Lucia Pradella, do King’s College, voltou os olhos para o impacto do imperialismo e da migração sobre o poder do trabalho e sobre as lutas de trabalhadores. O imperialismo criou novos desastres sobre o mundo do trabalho, e um aumento massivo da migração das áreas mais pobres às mais ricas. Mas assim como o sucedido no século XIX com a migração de irlandeses para trabalhar nas cidades inglesas, cujo resultado foram preconceitos e divisões perigosos, viu-se aí também oportunidades positivas para a solidariedade global – algo que Marx lutou, em seus dias, para que ocorresse entre trabalhadores ingleses e migrantes irlandeses. Beverly Silver, da John Hopkins University, considerou a lei geral da acumulação capitalista de Marx e o fazer-se e refazer-se do exército global de reserva do trabalho.

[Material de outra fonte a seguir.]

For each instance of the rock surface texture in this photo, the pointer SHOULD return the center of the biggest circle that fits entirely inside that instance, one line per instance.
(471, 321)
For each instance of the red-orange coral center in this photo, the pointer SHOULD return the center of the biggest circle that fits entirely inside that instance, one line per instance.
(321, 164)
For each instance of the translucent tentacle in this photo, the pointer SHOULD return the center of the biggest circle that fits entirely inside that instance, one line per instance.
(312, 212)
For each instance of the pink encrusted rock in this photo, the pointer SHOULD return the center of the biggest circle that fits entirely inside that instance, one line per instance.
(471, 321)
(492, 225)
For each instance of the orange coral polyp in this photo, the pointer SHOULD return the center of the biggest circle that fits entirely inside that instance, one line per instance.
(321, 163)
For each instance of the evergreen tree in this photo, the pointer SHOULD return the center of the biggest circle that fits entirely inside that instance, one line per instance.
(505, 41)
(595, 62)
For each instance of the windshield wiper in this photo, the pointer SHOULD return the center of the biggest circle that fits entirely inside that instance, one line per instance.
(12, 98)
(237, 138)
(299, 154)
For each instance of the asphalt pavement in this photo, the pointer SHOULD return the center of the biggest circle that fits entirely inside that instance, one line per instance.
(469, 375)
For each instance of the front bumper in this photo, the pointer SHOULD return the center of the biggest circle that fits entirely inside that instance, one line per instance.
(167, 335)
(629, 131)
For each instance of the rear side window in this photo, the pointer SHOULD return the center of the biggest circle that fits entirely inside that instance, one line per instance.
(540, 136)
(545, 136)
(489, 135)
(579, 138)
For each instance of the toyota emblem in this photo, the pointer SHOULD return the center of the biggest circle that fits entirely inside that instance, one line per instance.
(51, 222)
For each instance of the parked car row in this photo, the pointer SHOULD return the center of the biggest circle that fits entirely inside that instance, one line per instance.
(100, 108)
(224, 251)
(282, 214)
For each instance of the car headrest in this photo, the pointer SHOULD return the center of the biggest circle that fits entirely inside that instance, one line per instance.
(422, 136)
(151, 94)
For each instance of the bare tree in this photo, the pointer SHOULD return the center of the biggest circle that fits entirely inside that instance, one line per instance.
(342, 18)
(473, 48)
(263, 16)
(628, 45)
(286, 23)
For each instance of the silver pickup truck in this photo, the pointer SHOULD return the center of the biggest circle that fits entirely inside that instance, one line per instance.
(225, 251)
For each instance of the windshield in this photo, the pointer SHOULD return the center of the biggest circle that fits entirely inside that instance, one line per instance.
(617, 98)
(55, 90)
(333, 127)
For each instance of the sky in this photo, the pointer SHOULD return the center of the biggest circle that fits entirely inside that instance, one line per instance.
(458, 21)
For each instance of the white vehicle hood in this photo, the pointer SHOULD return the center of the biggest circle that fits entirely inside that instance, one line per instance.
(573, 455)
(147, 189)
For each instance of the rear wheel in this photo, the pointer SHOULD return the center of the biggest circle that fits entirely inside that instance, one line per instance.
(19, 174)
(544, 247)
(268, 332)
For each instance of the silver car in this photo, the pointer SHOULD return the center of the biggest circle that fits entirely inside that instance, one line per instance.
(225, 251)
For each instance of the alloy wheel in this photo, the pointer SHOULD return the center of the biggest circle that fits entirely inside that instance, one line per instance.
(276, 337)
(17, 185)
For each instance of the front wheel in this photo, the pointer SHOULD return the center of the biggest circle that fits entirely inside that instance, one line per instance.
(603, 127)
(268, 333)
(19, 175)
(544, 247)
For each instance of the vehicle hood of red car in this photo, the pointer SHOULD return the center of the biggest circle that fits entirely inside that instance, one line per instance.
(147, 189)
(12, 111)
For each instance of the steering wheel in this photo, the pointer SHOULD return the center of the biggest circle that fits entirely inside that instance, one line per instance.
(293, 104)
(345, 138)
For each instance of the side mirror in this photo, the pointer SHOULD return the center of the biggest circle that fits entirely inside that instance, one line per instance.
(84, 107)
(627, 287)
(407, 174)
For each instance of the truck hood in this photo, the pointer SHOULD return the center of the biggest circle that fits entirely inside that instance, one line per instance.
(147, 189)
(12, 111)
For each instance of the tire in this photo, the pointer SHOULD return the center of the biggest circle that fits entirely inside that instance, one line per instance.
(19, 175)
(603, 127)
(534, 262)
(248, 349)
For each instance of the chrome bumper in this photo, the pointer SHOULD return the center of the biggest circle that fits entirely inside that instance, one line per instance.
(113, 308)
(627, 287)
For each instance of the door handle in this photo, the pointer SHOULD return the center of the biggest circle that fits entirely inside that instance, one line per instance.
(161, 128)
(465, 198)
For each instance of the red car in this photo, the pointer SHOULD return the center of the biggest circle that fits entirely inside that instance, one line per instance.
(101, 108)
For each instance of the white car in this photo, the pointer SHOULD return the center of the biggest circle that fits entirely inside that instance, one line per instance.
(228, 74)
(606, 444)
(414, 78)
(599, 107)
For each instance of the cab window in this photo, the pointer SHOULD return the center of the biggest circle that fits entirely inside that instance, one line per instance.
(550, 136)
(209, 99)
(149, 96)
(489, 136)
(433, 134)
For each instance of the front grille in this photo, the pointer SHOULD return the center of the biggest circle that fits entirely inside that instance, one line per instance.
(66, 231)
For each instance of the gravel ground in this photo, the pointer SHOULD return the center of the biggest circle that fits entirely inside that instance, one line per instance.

Por fim, o respeitado erudito marxista, Michael Heinrich, analisou a natureza do comunismo tal como exposta n’O Capital e em outros trabalhos de Marx. Fez um poderoso relato da base fundamental de uma sociedade comunista “de cada um de acordo com suas possibilidades, a cada um de acordo com suas necessidades”. Pode isto ser alcançado no século XIX? Michael relembrou-nos da história de um visitante à casa de Marx em seus últimos anos. Ele teria perguntado a Marx, com efeito: “o que a gente pode fazer?” Marx teria feito uma pausa antes de responder, e respondeu numa só palavra: “Lutar!

Traduzido pelo Passa Palavra a partir do original disponível no blog do autor.